パメラ・アンダーソン「これは指示では作れない」

 キャンペーンフィルムは、AI生成インターフェースを模した無機質な空間から始まる。アンダーソンの声がシステムに指示を出し、モデルを生成し、外見を調整し、雰囲気とエネルギーを洗練させる。各出力は即座に表示されるが、どれも完全に人間らしくは感じられない。カメラのシャッター音がそれらを中断し、人工的な設定が崩壊して、実際のエアリーの撮影現場に切り替わる。同じモデルたちが本物のモデルとして再登場し、セットで動き、交流している。その中心にアンダーソンが現れ、「これは指示では作れない」というセリフを述べる。

 過去3年間、アンダーソンは過剰なスタイリングとデジタル加工から距離を置き、ノーメイクで公の場に登場し、人工的な美の基準を拒否することについて率直に語ってきた。この変化はファッションとメディア全体で共感を呼んでいる。

 エアリーの最高マーケティング責任者ステイシー・マコーミック氏は、「今まで以上に、人々は今日見ているものが何なのかわからないという感覚がある。本物なのか?そうでないのか?生成されたものなのか?私たちは、人々が当社の画像とマーケティングを見たときに自信を持てるようにしたい。見たものが得られるものであることを確信してもらいたい」と述べた。

“修整廃止”から10年、AI時代の「本物」を再定義

 アメリカン・イーグルとエアリーの社長兼エグゼクティブ・クリエイティブ・ディレクターであるジェニファー・フォイル氏は、「エアリーは2014年にモデルを決して修整しないと約束し、業界に新しい基準を設定した。そしてブランドが代表するすべての中核に“真正性”を置くことは揺るがなかった。今、100%エアリー・リアルへのコミットメントは、コミュニティが当社から見るすべてが、鏡を見たときに見るのと同じ『本物』であることの再確認である」と語った。

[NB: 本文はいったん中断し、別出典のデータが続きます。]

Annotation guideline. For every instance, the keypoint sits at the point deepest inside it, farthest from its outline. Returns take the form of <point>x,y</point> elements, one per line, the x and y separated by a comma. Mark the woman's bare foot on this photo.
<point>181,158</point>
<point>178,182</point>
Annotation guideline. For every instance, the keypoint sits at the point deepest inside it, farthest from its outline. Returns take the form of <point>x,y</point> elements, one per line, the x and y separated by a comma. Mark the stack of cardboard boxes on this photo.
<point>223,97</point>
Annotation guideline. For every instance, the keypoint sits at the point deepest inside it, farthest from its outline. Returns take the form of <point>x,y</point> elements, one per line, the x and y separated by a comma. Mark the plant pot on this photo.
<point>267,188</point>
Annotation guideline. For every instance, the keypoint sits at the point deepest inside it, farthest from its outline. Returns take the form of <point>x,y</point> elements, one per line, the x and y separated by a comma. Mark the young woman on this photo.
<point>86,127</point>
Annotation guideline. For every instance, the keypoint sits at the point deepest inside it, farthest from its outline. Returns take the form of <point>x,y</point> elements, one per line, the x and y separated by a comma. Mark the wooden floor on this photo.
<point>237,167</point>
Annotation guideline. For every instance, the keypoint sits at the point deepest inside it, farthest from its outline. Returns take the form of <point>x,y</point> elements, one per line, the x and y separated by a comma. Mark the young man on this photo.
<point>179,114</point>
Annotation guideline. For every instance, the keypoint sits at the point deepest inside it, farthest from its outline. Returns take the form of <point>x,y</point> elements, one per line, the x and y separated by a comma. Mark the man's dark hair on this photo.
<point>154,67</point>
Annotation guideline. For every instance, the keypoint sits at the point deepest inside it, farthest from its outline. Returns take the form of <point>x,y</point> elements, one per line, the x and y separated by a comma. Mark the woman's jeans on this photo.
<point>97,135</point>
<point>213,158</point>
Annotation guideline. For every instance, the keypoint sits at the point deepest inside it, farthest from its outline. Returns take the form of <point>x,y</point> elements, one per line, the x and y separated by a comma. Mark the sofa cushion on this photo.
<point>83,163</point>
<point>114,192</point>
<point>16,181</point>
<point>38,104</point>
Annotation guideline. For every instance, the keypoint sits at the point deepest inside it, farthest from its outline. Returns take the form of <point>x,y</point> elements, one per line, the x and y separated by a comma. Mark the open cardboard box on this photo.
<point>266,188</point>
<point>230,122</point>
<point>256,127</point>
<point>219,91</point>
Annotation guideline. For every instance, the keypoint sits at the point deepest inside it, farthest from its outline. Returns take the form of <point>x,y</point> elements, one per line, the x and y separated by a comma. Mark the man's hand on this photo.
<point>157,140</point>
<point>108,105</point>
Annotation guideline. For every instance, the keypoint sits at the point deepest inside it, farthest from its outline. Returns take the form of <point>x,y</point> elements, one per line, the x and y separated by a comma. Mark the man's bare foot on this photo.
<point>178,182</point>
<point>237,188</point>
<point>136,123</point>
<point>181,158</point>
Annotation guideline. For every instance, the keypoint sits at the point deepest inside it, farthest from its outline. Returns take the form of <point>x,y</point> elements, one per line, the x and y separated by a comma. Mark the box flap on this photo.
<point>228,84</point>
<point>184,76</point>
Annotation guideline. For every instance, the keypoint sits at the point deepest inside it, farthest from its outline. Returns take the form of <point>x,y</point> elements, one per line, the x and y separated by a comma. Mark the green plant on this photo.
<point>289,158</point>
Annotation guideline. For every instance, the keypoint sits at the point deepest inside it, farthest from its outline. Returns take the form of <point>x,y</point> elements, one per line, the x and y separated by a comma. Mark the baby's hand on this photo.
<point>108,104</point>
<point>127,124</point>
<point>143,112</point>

 この取り組みは、生成AIツールが本物と合成コンテンツの境界を曖昧にし続ける中で行われている。「2024年以降、H&MやマンゴーなどのブランドがキャンペーンでAI生成モデルをテストし、ザラやナイキはマーケティングと製品開発全体でAIを拡大している」と、ガーディアン、ビジネス・オブ・ファッション、ビジネス・インサイダーが報じている。

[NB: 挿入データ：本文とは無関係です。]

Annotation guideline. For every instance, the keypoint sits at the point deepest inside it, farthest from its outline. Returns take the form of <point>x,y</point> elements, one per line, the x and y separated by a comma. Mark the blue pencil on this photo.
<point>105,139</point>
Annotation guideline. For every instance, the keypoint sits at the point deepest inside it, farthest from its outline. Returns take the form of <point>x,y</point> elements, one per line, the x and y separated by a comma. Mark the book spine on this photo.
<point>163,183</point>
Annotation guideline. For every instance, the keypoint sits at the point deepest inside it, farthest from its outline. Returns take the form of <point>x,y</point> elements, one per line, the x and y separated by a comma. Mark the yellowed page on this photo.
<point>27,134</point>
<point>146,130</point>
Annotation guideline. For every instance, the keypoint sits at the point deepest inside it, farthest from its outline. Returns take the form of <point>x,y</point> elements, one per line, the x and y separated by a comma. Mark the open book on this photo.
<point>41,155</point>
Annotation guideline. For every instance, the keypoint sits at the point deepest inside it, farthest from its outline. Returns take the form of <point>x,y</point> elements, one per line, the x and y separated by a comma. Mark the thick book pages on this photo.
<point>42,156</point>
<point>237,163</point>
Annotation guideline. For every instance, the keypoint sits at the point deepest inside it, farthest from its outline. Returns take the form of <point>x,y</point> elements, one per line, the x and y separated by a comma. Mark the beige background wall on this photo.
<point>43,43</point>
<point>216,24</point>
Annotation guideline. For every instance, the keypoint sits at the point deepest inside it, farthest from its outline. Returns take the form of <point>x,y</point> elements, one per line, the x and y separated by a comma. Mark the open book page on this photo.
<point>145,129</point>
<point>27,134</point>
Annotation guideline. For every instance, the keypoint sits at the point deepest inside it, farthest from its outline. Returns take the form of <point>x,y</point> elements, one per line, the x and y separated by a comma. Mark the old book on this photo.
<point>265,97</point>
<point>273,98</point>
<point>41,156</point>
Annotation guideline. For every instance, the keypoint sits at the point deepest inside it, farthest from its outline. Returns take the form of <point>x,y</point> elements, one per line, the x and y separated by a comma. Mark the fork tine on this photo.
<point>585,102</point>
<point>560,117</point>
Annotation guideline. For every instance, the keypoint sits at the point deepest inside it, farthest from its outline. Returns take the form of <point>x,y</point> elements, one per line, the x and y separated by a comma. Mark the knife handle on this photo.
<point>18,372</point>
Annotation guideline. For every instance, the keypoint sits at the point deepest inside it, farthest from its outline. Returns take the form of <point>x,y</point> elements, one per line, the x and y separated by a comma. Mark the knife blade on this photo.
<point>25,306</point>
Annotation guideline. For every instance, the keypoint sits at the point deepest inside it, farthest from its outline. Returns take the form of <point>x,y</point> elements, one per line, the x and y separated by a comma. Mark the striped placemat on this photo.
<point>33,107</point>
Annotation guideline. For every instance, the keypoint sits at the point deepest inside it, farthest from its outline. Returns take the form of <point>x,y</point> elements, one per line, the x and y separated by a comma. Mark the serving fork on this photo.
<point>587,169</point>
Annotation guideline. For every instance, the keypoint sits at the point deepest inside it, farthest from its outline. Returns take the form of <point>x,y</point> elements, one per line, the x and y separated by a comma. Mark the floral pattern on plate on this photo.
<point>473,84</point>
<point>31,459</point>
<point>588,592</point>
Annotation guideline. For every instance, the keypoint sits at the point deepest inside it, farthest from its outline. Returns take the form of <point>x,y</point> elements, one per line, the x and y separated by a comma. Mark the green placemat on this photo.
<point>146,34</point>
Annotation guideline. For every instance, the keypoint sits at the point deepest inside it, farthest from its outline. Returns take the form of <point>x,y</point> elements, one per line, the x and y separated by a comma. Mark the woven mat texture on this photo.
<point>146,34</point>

 マコーミック氏は、「私たちはAIに抵抗しているのではない。AIの価値を再定義している。すべてが生成される業界において、本物はユニークになり、本物は特別になり、本物は稀少になる」と説明した。ガイドラインは、キャンペーンとクリエイターコンテンツ全体でAI生成の人物やボディの使用を禁止する一方、メディア購入、分析、パフォーマンスマーケティングなどの分野でのAIツールの使用を許可している。

外部パートナーにも同基準を適用、店舗投資も継続

 同じ基準は外部パートナーにも適用される。ブランドと協力するクリエイターは、プラットフォームがより多くの生成ツールをエコシステムに導入している中でも、AI生成コンテンツを避けることが求められる。メタが所有するインスタグラムは、クリエイター向けにAIによる編集と画像生成機能を展開しながら、広告とコンテンツ制作全体でAIを拡大している。同時に、インスタグラム責任者のアダム・モッセリ氏は、「AI生成コンテンツの増加により本物を区別することが難しくなっている」と述べ、合成メディアに関するより大きな透明性(本物との識別)に向けて進んでいる。

 この戦略は、実店舗と対面体験への継続的な投資によっても支えられている。マコーミック氏によると、店舗はビジネスの約半分を占めており、エアリーはコミュニティのつながりを深めるために設計されたリアルイベントとともに、年間40店舗以上を開設し続けている。

メッセージ導入以降、認知度2桁成長と売上23%増

 10月にメッセージを導入して以来、ブランドは認知度で2桁成長を見せ、ソーシャルチャネル全体で一貫したエンゲージメントを示している。ヴォーグ・ビジネスによると、マコーミック氏は「10月にソフトローンチして以来、ブランド認知度で2桁成長を見ている」と述べ、「ブランド検討で10%以上の増加を2025年第4四半期に入り、通じて見た」と語った。エアリーブランドは2025年第4四半期に売り上げが23%増加したと報告している。

 またグロッシーによると、マコーミック氏は購入時点での信頼を重要な要素だと指摘した。「画面で何かを見て進もうとしているが、それが本物の衣服なのか生成されたものなのかが完全にはわからないような場合に重要となるのが、見ているものが信頼できるかということ」(マコーミック氏)

 キャンペーンは、ユーチューブ、アマゾン・プライム・ビデオ、ネットフリックス、フールー、ディズニー、HBO、NBCユニバーサル、ロク、サムスンを含む有料および自社チャネル全体で展開される。インスタグラム、ティックトック、ピンタレストでも配信される。100%エアリー・リアルの誓約は、全国キャンペーンから店舗内メッセージングまで、すべてのブランドタッチポイントに引き続き表示される。

 エアリーは「顧客が見るものは本物」というシンプルなメッセージを訴求し続ける戦略だ。